定点あたり報告数の第 1 位は手足口病で以下、感染性胃腸炎、A群溶血性レンサ球菌咽頭炎、ヘルパンギーナ、伝染性紅斑の順で、上位5疾患の定点あたり報告数はそれぞれ 7.09、6.34、3.32、1.33、0.86 である。
手足口病は前週比50%増の1,397例で、南河内17.38、泉州10.20、大阪市北部9.31、大阪市南部7.06、堺市7.05であった。
府内全ブロックで増加しており大阪市南部、北河内、大阪市西部が新たに警報レベル開始基準値5を超える。
コクサッキーウイルスA6が優位に検出された。
感染性胃腸炎は7%減の1,249例で、南河内9.88、豊能8.68、大阪市北部8.23、北河内6.82、大阪市南部6.56である。

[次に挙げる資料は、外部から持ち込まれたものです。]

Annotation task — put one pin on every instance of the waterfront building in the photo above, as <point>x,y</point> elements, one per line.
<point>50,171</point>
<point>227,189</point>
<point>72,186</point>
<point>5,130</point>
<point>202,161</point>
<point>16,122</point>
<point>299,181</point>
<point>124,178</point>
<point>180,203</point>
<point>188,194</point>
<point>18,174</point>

A群溶血性レンサ球菌咽頭炎は 2%減の653例で、南河内5.94、中河内5.10、大阪市南部4.61、堺市4.53であった。
ヘルパンギーナは 87%増の262例で、大阪市北部3.00、泉州2.45、堺市1.90である。
伝染性紅斑は 32%増の170例で、北河内1.37、泉州1.30、堺市1.05であった。

【全数把握感染症】
「アメーバ赤痢」
アメーバ赤痢は、原虫である赤痢アメ-バ(Entamoeba histolytica)を病原体とする感染症である。
世界で、約5億人が感染し、毎年約4-7万人が死亡している。
発展途上国への渡航者によくみられる感染症だが、国内では男性同性愛者間での感染が多い。
感染経路として、汚染された飲食物による経口感染や性的接触による感染がある。
大腸粘膜面に潰瘍性病変を形成し、粘血便を主体とする赤痢アメ-バ性大腸炎を発症させる。
大腸炎症例 のうち5%ほどが腸管外病変を形成し、大部分は肝膿瘍である。